Characterization of Plan2Explore on adaptgym
animal-inspired exploration suite (adaptgym).
Agent implementation based on DreamerV2 and Curious Replay.
@article{kauvar2023neurobehavior,
title={Neurobehavior of exploring AI agents},
author={Kauvar, Isaac and Doyle, Chris and Haber, Nick},
journal={NeurIPS Intrinsically Motivated Open-ended Learning Workshop},
year={2023}
}
Adaptgym, which is based on dm_control, is a flexible framework for making environments. The two initial environments, inspired based on two animal studies with mice, are a virtual labyrinth (based on Rosenberg et al.), and a virtual object interaction assay (based on Ahmadlou et al.).
To install the Plan2Explore agent and adaptgym, clone the repository, enter the directory, and follow the instructions below.

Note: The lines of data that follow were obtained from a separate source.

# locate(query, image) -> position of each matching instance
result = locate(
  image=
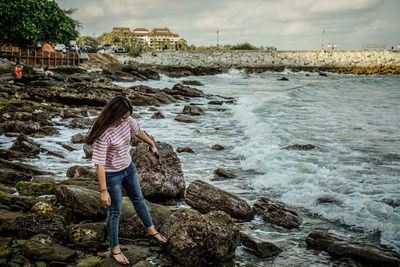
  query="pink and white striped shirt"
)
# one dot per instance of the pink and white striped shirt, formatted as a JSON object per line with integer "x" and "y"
{"x": 111, "y": 149}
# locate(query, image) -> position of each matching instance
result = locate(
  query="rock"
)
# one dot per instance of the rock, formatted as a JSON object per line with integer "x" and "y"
{"x": 205, "y": 198}
{"x": 300, "y": 147}
{"x": 78, "y": 138}
{"x": 88, "y": 150}
{"x": 283, "y": 79}
{"x": 77, "y": 171}
{"x": 184, "y": 149}
{"x": 340, "y": 246}
{"x": 131, "y": 225}
{"x": 11, "y": 177}
{"x": 183, "y": 91}
{"x": 27, "y": 169}
{"x": 26, "y": 145}
{"x": 41, "y": 247}
{"x": 261, "y": 248}
{"x": 158, "y": 115}
{"x": 161, "y": 178}
{"x": 224, "y": 173}
{"x": 200, "y": 240}
{"x": 35, "y": 189}
{"x": 42, "y": 207}
{"x": 277, "y": 213}
{"x": 218, "y": 147}
{"x": 67, "y": 147}
{"x": 85, "y": 203}
{"x": 216, "y": 102}
{"x": 186, "y": 119}
{"x": 328, "y": 200}
{"x": 81, "y": 123}
{"x": 90, "y": 236}
{"x": 91, "y": 261}
{"x": 20, "y": 225}
{"x": 27, "y": 128}
{"x": 11, "y": 154}
{"x": 192, "y": 82}
{"x": 134, "y": 255}
{"x": 193, "y": 110}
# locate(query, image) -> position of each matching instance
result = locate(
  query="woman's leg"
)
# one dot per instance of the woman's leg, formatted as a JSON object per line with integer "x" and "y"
{"x": 132, "y": 187}
{"x": 114, "y": 212}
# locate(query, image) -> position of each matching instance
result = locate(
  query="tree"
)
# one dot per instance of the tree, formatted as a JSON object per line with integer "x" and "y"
{"x": 27, "y": 22}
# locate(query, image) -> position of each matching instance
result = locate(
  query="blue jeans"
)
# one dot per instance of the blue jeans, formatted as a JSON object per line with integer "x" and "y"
{"x": 128, "y": 178}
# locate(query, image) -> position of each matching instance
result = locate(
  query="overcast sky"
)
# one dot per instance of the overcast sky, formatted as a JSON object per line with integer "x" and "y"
{"x": 285, "y": 24}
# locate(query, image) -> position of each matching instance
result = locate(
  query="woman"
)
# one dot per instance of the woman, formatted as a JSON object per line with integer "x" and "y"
{"x": 111, "y": 135}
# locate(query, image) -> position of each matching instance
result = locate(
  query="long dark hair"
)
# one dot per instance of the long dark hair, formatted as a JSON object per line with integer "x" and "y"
{"x": 110, "y": 114}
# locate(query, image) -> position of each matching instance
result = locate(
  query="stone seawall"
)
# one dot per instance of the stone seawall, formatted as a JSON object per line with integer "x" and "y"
{"x": 342, "y": 61}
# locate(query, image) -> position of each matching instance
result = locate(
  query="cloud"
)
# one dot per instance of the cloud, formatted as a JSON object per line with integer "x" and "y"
{"x": 295, "y": 24}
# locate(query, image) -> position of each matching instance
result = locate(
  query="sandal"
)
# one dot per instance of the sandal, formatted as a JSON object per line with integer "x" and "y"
{"x": 120, "y": 253}
{"x": 153, "y": 236}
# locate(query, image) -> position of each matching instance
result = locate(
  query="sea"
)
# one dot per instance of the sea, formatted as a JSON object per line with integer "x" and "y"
{"x": 349, "y": 184}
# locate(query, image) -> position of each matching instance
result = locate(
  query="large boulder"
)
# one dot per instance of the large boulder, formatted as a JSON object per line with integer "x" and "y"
{"x": 83, "y": 176}
{"x": 341, "y": 246}
{"x": 205, "y": 198}
{"x": 161, "y": 178}
{"x": 260, "y": 248}
{"x": 130, "y": 224}
{"x": 277, "y": 213}
{"x": 201, "y": 240}
{"x": 42, "y": 248}
{"x": 20, "y": 225}
{"x": 90, "y": 236}
{"x": 26, "y": 145}
{"x": 184, "y": 91}
{"x": 35, "y": 189}
{"x": 85, "y": 203}
{"x": 193, "y": 110}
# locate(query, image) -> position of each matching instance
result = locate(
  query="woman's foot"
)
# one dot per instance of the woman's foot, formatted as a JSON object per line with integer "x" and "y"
{"x": 119, "y": 257}
{"x": 156, "y": 235}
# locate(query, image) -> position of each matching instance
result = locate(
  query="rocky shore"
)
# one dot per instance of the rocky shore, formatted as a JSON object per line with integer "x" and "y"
{"x": 367, "y": 62}
{"x": 46, "y": 221}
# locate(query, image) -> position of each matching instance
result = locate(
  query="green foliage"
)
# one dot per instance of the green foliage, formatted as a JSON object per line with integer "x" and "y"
{"x": 27, "y": 22}
{"x": 87, "y": 40}
{"x": 243, "y": 46}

conda create -n imol-explore-suite python=3.8 -y
conda activate imol-explore-suite
pip3 install tensorflow==2.6.0 tensorflow_probability==0.14.0 \
protobuf==3.20.3 ruamel.yaml==0.17.28 \
'gym[atari]' dm_control==1.0.7 crafter==1.8.0 \
keras==2.6 matplotlib==3.6.3 pandas==1.3.5 numpy==1.19.5 \
starr==0.2.1 elements==0.3.2 moviepy==1.0.3
pip install adaptgym
Note: there may be an error about conflicting numpy versions -- this does not appear to matter.
If using a system with a display, you can verify that adaptgym installed properly by running the following. You should see an interactive window pop up.
python -c 'from adaptgym.fiddle_env import main; main()'
Train on 2 Object novel object
task=admc_sphero_novel_object_2ball
agent=p2e
expid=1
python3 dreamerv2/train.py --logdir ~/logdir/${task}/${agent}/${expid} \
--configs adaptgym --task ${task}
python3 dreamerv2/plot_object_interaction.py \
--logdir ~/logdir/${task}/${agent}/${expid} \
--outdir ~/logdir/${task}/${agent}/${expid}/plots
Train on Labyrinth
task=admc_sphero_labyrinth_black
agent=p2e
expid=1
python3 dreamerv2/train.py --logdir ~/logdir/${task}/${agent}/${expid} \
--configs adaptgym --task ${task}
python3 dreamerv2/plot_labyrinth_trajectory.py \
--logdir ~/logdir/${task}/${agent}/${expid} \
--outdir ~/logdir/${task}/${agent}/${expid}/plots
Monitor results:
tensorboard --logdir ~/logdir
Note: if running headless and you get this error ImportError: Cannot initialize a headless EGL display
, you can run:
sudo killall Xorg
sudo /usr/bin/X :0 &
and potentially
export DISPLAY=:0
and potentially
sudo nvidia-xconfig -a --use-display-device=none
This repository is largely based on the TensorFlow 2 implementation of DreamerV2. We would like to thank Danijar Hafner for releasing and updating his clean implementation.
-
Efficient debugging. You can use the
debug
config as in--configs crafter debug
. This reduces the batch size, increases the evaluation frequency, and disablestf.function
graph compilation for easy line-by-line debugging. -
Infinite gradient norms. This is normal and described under loss scaling in the mixed precision guide. You can disable mixed precision by passing
--precision 32
to the training script. Mixed precision is faster but can in principle cause numerical instabilities. -
Accessing logged metrics. The metrics are stored in both TensorBoard and JSON lines format. You can directly load them using
pandas.read_json()
. The plotting script also stores the binned and aggregated metrics of multiple runs into a single JSON file for easy manual plotting.